American Family Insurance Company - American Family Insurance Company
Effective Western and Midwestern Marketing
In high school, five of us served a tour at the small town radio station. Most hours were spent half-asleep in front of a console, cueing commercials to play during late night ball games. As typical with small town radio stations, the commercials never changed, and certain songs, like the American Family Insurance jingle, became a part of our shared experience. Chassé-ing up the scale, we sang A-MER-i-can FAM-ily in-SUR-UR-ance in our sleep.
Towns like mine have long been the client base for American Family Insurance.

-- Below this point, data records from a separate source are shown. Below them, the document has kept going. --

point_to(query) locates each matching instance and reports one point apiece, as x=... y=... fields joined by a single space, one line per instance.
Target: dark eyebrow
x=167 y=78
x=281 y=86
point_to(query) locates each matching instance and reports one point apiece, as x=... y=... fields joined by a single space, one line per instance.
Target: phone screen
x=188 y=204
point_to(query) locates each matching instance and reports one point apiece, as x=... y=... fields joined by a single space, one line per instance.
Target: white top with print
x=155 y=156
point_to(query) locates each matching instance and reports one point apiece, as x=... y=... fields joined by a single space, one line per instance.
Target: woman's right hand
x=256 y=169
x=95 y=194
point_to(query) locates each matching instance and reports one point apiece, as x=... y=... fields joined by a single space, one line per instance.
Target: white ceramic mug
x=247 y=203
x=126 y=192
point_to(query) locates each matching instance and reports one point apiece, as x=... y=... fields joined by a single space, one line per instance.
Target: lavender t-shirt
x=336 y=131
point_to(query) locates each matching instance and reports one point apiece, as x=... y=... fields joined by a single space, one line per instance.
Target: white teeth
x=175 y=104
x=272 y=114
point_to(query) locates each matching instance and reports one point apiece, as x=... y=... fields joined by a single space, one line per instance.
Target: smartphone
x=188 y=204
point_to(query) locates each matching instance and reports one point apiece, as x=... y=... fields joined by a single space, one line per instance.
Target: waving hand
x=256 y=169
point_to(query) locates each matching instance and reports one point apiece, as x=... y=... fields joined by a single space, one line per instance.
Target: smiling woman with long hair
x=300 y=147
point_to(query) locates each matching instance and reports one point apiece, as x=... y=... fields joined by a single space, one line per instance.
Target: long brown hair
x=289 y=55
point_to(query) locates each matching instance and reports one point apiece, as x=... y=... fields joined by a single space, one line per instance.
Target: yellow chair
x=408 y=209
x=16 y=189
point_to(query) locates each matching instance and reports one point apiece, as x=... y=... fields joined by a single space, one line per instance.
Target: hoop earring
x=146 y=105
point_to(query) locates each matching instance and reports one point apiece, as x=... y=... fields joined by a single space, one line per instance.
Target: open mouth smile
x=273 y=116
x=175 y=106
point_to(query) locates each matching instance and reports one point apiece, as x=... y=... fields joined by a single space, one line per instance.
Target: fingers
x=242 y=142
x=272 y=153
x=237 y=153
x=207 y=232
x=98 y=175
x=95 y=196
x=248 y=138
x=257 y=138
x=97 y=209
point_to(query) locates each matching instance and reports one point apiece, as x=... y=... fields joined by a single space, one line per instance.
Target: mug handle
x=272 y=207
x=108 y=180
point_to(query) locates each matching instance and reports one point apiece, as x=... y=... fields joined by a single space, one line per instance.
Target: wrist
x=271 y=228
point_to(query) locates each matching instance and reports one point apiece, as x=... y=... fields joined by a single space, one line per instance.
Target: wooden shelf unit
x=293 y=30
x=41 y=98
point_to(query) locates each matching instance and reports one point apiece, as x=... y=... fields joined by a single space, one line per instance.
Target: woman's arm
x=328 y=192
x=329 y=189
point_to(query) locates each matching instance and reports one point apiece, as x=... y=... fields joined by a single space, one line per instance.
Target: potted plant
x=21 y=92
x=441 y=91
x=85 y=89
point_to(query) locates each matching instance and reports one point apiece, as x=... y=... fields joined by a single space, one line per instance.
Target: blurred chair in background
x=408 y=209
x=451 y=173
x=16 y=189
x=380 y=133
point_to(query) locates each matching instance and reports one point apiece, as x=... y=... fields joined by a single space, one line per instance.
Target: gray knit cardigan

Once upon a time, they were called Farmer’s Mutual, as the original founders wanted to sell car insurance to farmers who rarely drove their vehicles in the winter.

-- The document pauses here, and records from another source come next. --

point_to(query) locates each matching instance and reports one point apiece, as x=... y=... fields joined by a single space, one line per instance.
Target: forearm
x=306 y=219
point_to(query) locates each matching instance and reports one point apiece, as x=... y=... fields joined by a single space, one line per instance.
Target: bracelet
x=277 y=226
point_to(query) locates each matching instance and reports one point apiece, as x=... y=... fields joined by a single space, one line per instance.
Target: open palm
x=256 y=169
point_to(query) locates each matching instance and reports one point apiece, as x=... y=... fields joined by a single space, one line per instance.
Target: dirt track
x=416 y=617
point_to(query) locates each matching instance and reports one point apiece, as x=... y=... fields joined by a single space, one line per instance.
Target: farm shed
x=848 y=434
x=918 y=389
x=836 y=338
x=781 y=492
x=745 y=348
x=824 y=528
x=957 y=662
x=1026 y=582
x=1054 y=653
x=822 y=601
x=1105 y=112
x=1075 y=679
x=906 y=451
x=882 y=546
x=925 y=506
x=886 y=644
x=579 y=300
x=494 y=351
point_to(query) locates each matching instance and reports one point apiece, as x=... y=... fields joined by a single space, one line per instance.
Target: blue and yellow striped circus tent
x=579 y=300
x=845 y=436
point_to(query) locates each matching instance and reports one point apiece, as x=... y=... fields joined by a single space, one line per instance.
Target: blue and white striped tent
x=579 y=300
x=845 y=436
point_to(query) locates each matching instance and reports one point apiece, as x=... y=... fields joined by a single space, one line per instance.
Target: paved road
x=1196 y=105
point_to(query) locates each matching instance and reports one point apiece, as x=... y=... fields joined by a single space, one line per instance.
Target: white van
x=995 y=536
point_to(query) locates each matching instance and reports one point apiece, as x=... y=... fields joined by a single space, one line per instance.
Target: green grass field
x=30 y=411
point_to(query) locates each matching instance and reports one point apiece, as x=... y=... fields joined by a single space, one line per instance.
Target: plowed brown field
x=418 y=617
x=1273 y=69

It all started in 1927. The Great Depression notwithstanding, they made their first million in eleven years. In the late fifties, Famer’s Mutual expanded their client base to include home and life insurance, and in 1963 renamed themselves American Family Insurance to better represent a growing number of products and customers; indeed, their customer base has grown to include nineteen different states:
American Family Insurance caters to two main American regions: the West and the Midwest. When asked what kind of people purchase AFI, provider Mark Shelite says “common, working people.” These are country people, generations of farmers and factory workers who have been working hard since getting off the boat. With dignified deliberateness, AFI providers like Shelite market the idea of a small, working community. Shelite, for example, has been living and working in a town of about 6000 for the past twenty-six years.
AFI’s business decisions echo their identity. They were one of two companies to first boycott MTV after the television station depicted an Italian stereotype brutally beating his wife in their “low-rent version of The Sopranos.” At their website, they label a section of their corporate biography as “Our Values,” which describes their attempts to go Green, their charity priorities, and more.
Their reputation is impeccable: a Fortune 500 company with an A+ at the Better Business Bereau, well-informed rebuttals at Ripoff Report, and high rankings anywhere else you look, this is a company that bends over backwards trying to please consumers. It’s not a scam, either—it is good business that they know to whom they are selling, just like it was good business for them to come up with such a catchy jingle.